Stimuli‐responsive antibacterial materials are widely used in drug delivery, that can release drug on demand and reduce the generation of drug‐resistant bacteria. Drugs can be loaded in polymer brushes on various surfaces, in hydrogels and subcutaneous injection solution.[ 187 , 188 ] Traba and Liang[ 67 ] constructed bacterial responsive surfaces by lytic peptides and poly(acrylic acid) via layer by layer (Figure 10C). Once bacterial adhesion, the modified surface could release lytic peptides at the contamination sites in response to bacterial acidic microenvironment and prevent biofilm formation for up to a week on indwelling device efficiently. This method expanded the service life of indwelling device and alleviated the suffering of patients.
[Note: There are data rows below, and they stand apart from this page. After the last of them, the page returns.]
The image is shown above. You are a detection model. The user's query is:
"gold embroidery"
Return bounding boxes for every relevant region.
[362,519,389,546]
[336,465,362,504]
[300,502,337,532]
Hydrogels are very suitable for drug delivery, that can load drugs conveniently and release in a controlled manner in response to multi‐stimuli.[ 189 , 190 , 191 ] Vancomycin (Van) was incorporated in the hydrogel which was formed by Schiff‐base reaction of different contents of 4‐arm‐PEG‐NH2, 4‐arm‐PEG‐NHS, and 4‐arm‐PEG‐CHO. Once infected, the cross‐links were hydrolyzed, Van was released in response to the degree of acidification, and almost all bacteria were killed when the concentration of vancomycin was 250 µg mL−1 in hydrogel (Figure 10D).[ 192 ]

Subcutaneous injection is widely used to deliver nanodrugs and the targeting effect could be achieved easily without blood circulation. The PANI conjugated glycol CS nanoparticles (PANI‐GCS NPs) were injected subcutaneously into the abscess. PANI‐GCS NPs were bacterium‐specific aggregated by surface charge conversion in response to bacterial acidification. Upon NIR irradiation, PANI converted light energy into thermal energy to completely ablate methicillin‐resistant S. aureus effectively (Figure 10E).[ 193 ] A core‐shell upconversion nanoparticle (OC‐UCNP‐ZnPc), which was coated with cationic N‐octyl CS and loaded the PS zinc phthalocyanine, was also injected subcutaneously into the infected wound. The nanoparticle with high bactericidal efficiency, could kill drug‐resistant bacteria in deep tissue (1 cm) through the dual bactericidal activities of cationic N‐octyl CS PDT‐induced ROS (Figure 10F).[ 194 ]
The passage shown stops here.